The Financial Stability Board (FSB) has issued a new warning that fragmented crypto regulations are enabling regulatory arbitrage, allowing companies to move between jurisdictions with weaker oversight.
The global body’s review of nearly 40 countries found “significant gaps and inconsistencies” that could undermine financial stability and slow the development of a resilient digital asset market.
The FSB said crypto providers and stablecoin issuers are shopping for lenient jurisdictions to establish operations before expanding internationally, exploiting loopholes that arise from uncoordinated national rules.
Weak Oversight Threatens $4 Trillion Digital Asset Market
The report warned that countries’ varying approaches to regulating the $4 trillion crypto market could threaten financial stability as some governments move faster than others in policing exchanges and issuers. Cross-border oversight remains “fragmented, inconsistent, and insufficient,” the FSB said, noting that while some enforcement mechanisms exist, they rarely extend to broader supervisory or systemic stability objectives.

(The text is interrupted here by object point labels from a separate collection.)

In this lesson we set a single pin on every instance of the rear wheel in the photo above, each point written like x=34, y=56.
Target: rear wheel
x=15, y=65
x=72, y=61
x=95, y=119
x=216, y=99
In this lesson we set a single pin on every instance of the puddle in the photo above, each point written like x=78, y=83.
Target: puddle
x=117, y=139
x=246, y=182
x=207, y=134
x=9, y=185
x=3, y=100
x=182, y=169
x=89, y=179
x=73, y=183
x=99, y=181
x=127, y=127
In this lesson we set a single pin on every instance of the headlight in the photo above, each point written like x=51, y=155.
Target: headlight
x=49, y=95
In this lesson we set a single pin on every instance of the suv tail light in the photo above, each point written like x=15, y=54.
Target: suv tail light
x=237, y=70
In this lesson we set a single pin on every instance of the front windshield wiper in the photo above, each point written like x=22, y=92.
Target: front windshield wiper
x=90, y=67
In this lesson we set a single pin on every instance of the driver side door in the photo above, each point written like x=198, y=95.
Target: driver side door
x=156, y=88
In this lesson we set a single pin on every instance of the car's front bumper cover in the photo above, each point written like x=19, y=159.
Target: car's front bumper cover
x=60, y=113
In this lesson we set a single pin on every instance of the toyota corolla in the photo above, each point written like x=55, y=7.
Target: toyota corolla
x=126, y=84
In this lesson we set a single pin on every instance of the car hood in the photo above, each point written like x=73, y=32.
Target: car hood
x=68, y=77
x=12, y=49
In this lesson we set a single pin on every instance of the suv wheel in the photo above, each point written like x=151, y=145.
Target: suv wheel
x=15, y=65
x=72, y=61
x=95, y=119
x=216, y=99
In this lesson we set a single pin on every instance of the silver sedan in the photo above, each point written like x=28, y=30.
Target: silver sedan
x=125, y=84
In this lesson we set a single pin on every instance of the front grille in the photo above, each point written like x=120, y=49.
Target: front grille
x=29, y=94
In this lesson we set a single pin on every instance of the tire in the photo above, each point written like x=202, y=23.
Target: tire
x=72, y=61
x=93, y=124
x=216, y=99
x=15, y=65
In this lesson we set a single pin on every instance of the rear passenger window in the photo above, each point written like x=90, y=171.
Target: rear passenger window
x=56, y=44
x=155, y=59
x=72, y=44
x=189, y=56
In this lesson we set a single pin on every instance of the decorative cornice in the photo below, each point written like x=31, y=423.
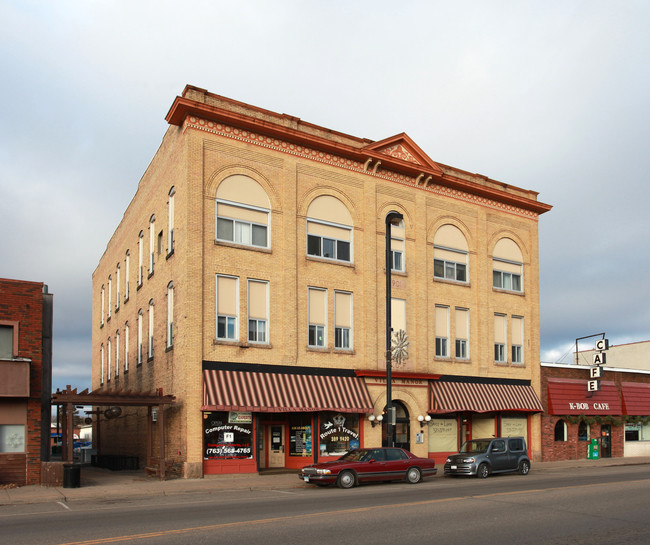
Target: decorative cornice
x=370, y=160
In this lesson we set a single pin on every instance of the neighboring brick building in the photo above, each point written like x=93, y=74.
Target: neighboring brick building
x=247, y=278
x=618, y=415
x=25, y=380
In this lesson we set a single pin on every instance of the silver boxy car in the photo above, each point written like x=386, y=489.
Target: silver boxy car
x=481, y=457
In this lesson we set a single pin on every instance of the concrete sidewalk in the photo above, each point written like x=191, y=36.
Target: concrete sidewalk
x=103, y=484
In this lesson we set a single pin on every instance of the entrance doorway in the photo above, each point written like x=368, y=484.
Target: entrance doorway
x=606, y=441
x=275, y=445
x=401, y=430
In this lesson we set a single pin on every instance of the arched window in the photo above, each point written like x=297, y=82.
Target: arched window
x=242, y=212
x=329, y=229
x=507, y=266
x=450, y=254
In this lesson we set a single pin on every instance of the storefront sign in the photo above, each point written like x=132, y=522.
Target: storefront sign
x=235, y=417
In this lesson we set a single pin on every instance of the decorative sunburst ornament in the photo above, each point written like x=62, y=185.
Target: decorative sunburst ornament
x=400, y=347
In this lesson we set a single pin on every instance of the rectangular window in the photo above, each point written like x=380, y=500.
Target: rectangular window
x=517, y=339
x=170, y=315
x=500, y=338
x=329, y=241
x=6, y=342
x=317, y=317
x=12, y=438
x=126, y=347
x=442, y=331
x=506, y=275
x=258, y=295
x=461, y=325
x=227, y=304
x=242, y=225
x=342, y=320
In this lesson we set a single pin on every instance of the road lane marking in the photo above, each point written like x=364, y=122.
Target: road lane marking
x=179, y=531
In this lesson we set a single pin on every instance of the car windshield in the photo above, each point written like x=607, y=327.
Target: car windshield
x=358, y=455
x=475, y=447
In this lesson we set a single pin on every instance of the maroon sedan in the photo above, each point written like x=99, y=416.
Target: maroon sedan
x=367, y=465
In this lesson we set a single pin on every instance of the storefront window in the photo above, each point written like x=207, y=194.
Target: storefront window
x=227, y=436
x=514, y=426
x=483, y=427
x=443, y=435
x=300, y=435
x=338, y=433
x=12, y=438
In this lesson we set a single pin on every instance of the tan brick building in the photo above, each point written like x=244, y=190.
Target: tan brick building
x=247, y=278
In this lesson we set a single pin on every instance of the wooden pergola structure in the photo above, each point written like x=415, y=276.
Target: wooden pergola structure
x=69, y=398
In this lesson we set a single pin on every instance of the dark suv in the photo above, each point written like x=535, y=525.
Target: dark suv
x=481, y=457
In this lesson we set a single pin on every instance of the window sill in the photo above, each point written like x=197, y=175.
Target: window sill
x=251, y=344
x=242, y=246
x=452, y=282
x=510, y=292
x=319, y=349
x=330, y=261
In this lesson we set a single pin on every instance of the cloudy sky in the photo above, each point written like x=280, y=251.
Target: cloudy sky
x=546, y=95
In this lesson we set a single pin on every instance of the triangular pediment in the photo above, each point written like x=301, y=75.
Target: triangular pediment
x=403, y=148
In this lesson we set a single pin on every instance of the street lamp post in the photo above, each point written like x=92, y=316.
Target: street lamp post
x=392, y=218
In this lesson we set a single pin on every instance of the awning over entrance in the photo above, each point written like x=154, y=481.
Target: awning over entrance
x=570, y=397
x=258, y=391
x=636, y=398
x=457, y=396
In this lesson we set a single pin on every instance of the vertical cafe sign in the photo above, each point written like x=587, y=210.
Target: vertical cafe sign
x=227, y=435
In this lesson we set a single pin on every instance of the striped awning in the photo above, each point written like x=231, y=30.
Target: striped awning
x=226, y=390
x=451, y=397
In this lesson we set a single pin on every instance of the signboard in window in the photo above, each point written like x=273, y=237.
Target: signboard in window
x=224, y=440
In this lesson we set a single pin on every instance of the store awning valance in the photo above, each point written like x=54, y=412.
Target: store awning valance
x=636, y=398
x=450, y=397
x=227, y=390
x=570, y=397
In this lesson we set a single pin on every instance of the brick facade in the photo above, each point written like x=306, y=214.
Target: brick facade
x=21, y=307
x=573, y=448
x=210, y=139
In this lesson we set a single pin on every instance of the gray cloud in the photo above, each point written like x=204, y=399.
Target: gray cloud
x=546, y=96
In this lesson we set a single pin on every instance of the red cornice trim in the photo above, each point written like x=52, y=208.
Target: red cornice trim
x=183, y=107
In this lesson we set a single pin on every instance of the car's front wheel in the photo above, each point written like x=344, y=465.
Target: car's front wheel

The FSB’s latest chart shows the EU, Japan, and Hong Kong leading regulatory development, having finalized comprehensive crypto frameworks, while nations like China, India, and Saudi Arabia remain in the earliest stages of implementation.

Europe Highlights “Forum Shopping” Among Crypto Firms
The European Banking Authority (EBA) echoed the FSB’s concerns, revealing that several crypto firms are engaging in “forum shopping”, selecting jurisdictions with lighter supervision and weaker anti-money laundering controls to enter the EU market.
Both regulators warned that without stronger global coordination, these gaps could widen, creating uneven standards and systemic vulnerabilities as digital assets become more integrated into mainstream finance.